Canada's role on the international scene after World War
II took a little time to develop, just as the landscape
of the postwar world took a little time to come into
focus. The world looked upon the great victory over Nazi
Germany and the Empire of Japan as the triumph of good
over evil. The U.S., Canada, Britain, the Soviet Union
and the rest of the allies had worked together as good
international citizens to make the world a better place.
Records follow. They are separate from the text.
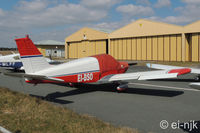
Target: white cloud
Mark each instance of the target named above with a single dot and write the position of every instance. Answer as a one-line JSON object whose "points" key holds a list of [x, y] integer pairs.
{"points": [[162, 3], [32, 6], [38, 14], [99, 3], [143, 2], [191, 1], [133, 10]]}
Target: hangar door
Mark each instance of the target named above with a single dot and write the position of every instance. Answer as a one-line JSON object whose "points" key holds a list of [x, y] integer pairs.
{"points": [[195, 47], [87, 48]]}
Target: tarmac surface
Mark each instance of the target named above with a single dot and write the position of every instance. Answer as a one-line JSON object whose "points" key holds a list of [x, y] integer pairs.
{"points": [[143, 106]]}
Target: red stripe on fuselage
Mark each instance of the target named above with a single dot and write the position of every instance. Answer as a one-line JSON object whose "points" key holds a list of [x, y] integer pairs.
{"points": [[77, 78]]}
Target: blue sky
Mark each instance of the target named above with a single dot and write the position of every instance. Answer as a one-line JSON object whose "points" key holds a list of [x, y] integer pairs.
{"points": [[56, 19]]}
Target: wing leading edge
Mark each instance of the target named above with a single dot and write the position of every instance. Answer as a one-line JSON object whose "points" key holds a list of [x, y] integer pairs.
{"points": [[162, 74]]}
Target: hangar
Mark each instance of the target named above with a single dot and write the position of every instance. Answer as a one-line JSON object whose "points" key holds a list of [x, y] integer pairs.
{"points": [[86, 42], [51, 48], [141, 40]]}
Their had been issues after the war
between the allies over the partition of Germany, and
Austria, and the ultimate government accepted in Poland,
the country which the west had gone to war over. There
were mutual suspicions between the west and the Soviet
Union, but nothing which could no be worked out. Many
in the west felt that the Russians had sacrificed much
more in the war and that Stalin was rightfully looking
out for Soviet interests in the new world. This was to
change drastically in March of 1946.
In March at Fulton Missouri, Winston Churchill, who was
now the leader of the opposition in England, gave a
speech which warned of Soviet expansionism and
aggression. This speech set in motion a number of events
which were to led to the outbreak of the cold war.
Churchill's
Fulton speech had however, been triggered by an event
six months before in Ottawa which had been kept secret
by the western powers and had had a powerfully sobering
effect upon those who believed that the Soviet Union was
a benevolent, generous power under Joseph Stalin.
On the night of
September 5th, 1945, a Russian cipher clerk left the
Soviet Embassy in Ottawa with secret documents hidden in
his cloths. These papers documented the infiltration of
the Canadian government by Soviet sympathisers who were
passing on nuclear information and secrets to the Soviet
Union in order to help Stalin develop and test his own
nuclear bomb. The man carrying these documents was Igor
Gouzenko and he intended to turn the information over to
the RCMP and tell them his story.
Gouzenko had become
disillusioned with the contrast between Soviet and
Canadian life and realized that Stalin had been
deceiving the people of the Soviet Union. He and his
wife had been assigned to the Ottawa Embassy and in the
fall of 1944 were informed that they were being
recalled. This recalled was delayed several times and
during that period Gouzenko and his wife decided that
they were going to defect and use their knowledge of the
Soviet espionage activities to buy there protection and
freedom in Canada.
After trying several
times to tell his story, to newspapers and the RCMP, he
was finally believed by the RCMP and taken under
protective security. The shock that his revelations had
to the Canadian government was frightening. Mackenzie
King made a trip to Washington to visit Truman and the
England to visit Prime Minister Attlee, both of who were
informed of the spy ring. These actions began the
process which cumulated in Churchill's speech six months
later and by which Truman and the west pulled together
in preparing to resist the subversive, overt, political
and economic attacks of he Soviet Union.
Canada planted herself squarely in the
realm of the western world with the United States and
Greta Britain and as Churchill stated, the Iron Curtin
had fallen and the cold war was on. The brief wonderful
period of peace after World War II had transformed into
a new and eventually much more dangerous confrontation,
with global annihilation as a real possibility.